I am here today to represent Courtlin Arrington. I am here today to represent Hadiya Pendleton. I am here today to represent Taiyania Thompson, who at just 16 was shot dead at her home in Washington, D.C. I am here to acknowledge and represent the African-American girls whose stories don’t make the front page of every national newspaper, whose stories don’t lead on the evening news.
Eleven-year-old Naomi Wadler stood before the hundreds of thousands gathered in Washington, D.C., for the March for Our Lives and asked them to recognize the black women and girls who are disproportionately affected by gun violence. With a poise, passion and purpose seemingly far beyond her years, she told the crowd, “I represent the African-American women who are victims of gun violence, who are simply statistics instead of vibrant beautiful girls full of potential.”
Those statistics indicate that black women are twice as likely as white women to be killed by a gun (pdf), especially in incidents of intimate-partner violence.
The young speaker has also engaged in activism of her own: On March 14 the fifth-grader helped lead a walkout of 60 students at George Mason Elementary School in nearby Virginia in support of gun reform. In her speech, Naomi said that her school’s walkout lasted 18 minutes, with an additional minute added in honor of 17-year-old school shooting victim Courtlin Arrington, who was killed on March 7 of this year in Birmingham, Ala.

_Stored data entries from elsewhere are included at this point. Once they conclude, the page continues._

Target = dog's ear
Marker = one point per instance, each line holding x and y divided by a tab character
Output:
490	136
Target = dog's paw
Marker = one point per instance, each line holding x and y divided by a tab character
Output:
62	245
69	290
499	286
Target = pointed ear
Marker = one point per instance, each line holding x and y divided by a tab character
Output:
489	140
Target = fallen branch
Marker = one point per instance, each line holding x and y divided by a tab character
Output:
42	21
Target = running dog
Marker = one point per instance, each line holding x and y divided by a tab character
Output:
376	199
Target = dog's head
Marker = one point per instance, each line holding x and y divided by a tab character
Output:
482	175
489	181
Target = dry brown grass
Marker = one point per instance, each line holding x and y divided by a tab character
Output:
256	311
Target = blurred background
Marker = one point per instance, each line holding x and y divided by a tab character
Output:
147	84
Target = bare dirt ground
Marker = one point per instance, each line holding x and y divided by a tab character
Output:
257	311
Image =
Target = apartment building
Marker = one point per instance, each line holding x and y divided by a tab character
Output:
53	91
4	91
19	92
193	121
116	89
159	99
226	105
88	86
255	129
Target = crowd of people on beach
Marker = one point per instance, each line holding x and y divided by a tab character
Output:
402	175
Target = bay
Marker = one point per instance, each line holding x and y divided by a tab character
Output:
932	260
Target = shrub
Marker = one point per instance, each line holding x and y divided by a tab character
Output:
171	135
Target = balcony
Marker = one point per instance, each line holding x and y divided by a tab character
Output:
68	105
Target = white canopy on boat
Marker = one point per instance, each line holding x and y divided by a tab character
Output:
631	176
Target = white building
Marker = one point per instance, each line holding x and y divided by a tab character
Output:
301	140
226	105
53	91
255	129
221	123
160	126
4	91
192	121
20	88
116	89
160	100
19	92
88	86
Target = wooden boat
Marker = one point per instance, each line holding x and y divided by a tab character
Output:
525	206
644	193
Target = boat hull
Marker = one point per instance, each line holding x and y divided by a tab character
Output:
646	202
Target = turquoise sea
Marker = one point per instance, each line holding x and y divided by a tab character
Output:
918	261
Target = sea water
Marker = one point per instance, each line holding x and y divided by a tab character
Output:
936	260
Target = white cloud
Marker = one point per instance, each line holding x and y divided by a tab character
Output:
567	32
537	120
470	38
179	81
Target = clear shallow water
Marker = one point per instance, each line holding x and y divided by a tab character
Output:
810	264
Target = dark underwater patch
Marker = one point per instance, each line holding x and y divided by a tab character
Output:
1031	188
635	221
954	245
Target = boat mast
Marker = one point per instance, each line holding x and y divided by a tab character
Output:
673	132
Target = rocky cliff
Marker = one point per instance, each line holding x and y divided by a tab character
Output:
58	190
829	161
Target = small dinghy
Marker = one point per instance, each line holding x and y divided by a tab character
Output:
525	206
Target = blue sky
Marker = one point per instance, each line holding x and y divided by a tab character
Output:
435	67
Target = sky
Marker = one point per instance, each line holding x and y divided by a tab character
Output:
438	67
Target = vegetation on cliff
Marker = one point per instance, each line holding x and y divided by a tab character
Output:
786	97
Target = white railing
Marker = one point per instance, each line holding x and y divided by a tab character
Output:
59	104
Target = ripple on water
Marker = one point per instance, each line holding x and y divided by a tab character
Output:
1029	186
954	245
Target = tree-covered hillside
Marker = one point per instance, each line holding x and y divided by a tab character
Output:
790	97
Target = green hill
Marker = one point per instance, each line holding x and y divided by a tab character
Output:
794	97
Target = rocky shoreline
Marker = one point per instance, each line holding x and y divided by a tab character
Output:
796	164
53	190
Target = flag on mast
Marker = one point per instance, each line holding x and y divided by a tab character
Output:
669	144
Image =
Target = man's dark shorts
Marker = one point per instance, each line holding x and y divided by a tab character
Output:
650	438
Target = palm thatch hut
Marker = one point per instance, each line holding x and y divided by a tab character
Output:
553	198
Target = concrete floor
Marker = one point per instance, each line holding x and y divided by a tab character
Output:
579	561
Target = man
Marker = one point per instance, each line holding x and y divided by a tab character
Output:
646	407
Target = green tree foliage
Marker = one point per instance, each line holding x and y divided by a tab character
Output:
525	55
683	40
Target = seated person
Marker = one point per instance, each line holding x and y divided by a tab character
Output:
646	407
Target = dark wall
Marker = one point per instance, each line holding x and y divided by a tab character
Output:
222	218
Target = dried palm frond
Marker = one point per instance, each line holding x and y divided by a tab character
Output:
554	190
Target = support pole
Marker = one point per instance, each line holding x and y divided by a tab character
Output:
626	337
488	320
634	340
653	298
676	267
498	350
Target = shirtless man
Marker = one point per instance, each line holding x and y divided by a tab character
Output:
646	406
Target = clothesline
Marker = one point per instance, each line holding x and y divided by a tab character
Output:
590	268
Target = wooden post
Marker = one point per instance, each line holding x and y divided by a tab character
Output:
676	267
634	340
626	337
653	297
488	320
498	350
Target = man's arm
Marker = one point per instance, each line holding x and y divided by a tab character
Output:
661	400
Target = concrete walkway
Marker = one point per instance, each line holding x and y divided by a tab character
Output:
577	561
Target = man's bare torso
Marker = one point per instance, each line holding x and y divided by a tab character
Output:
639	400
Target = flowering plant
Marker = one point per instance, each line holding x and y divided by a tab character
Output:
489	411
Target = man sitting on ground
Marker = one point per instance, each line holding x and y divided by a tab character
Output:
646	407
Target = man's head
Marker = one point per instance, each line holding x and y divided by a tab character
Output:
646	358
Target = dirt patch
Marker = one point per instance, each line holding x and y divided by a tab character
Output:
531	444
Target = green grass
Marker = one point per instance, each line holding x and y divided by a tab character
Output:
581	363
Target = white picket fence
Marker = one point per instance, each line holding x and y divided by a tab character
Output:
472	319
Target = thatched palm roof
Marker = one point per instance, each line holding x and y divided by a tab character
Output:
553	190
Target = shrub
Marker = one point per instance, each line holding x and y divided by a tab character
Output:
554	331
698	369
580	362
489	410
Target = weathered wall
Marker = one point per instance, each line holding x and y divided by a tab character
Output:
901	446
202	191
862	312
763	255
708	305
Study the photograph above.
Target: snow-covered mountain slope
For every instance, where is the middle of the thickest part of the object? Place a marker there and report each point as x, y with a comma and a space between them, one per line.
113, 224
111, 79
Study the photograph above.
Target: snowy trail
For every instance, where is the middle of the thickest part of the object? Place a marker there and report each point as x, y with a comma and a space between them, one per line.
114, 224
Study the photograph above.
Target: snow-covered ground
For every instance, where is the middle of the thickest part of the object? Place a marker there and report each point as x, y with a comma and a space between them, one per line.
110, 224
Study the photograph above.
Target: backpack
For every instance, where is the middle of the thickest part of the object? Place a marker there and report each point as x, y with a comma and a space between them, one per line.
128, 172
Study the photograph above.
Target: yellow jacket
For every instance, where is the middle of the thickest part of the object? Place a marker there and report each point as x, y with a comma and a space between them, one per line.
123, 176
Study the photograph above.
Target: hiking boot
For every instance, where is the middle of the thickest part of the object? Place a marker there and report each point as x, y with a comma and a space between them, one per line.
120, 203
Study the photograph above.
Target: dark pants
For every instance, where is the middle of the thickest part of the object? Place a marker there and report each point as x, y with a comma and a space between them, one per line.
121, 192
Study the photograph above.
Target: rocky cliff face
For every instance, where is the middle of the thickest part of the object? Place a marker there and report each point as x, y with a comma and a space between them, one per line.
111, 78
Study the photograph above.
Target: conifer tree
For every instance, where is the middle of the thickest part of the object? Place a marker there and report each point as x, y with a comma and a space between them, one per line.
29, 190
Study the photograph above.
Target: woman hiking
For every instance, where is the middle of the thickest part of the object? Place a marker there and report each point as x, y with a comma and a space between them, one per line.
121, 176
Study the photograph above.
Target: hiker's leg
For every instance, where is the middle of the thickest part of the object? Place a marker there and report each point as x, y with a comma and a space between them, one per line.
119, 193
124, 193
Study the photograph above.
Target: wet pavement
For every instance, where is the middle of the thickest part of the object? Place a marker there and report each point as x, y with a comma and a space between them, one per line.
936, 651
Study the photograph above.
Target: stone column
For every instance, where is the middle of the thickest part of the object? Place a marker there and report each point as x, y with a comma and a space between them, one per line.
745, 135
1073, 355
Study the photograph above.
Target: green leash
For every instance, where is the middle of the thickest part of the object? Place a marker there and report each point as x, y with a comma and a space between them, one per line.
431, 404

After calmly dismissing those who have attempted to discredit the growing number of young voices raised in protest of America’s current approach to gun control, Naomi then quoted Pulitzer Prize-winning writer Toni Morrison, saying, “if there’s a book that you want to read but it hasn’t been written yet, then you must write it.”
March for Our Lives, organized in just over five weeks through the efforts of the incredible student survivors of the mass shooting at Marjory Stoneman Douglas High School in Parkland, Fla, begins what many hope will be a new chapter in the fight to address gun violence. Naomi appeared to ensure that black women and girls aren’t being lost in that narrative.
“I’m here to say never again for those girls, too. I am here to say that everyone should value those girls, too,” she said.
Naomi also wants us to know that the children are indeed our future. They are aware, engaged and waiting for their chance to change the world.
“My friends and I might still be 11, and we might still be in elementary school, but we know. We know life isn’t equal for everyone, and we know what is right and wrong ... and we know that we have seven short years until we, too, have the right to vote,” she said.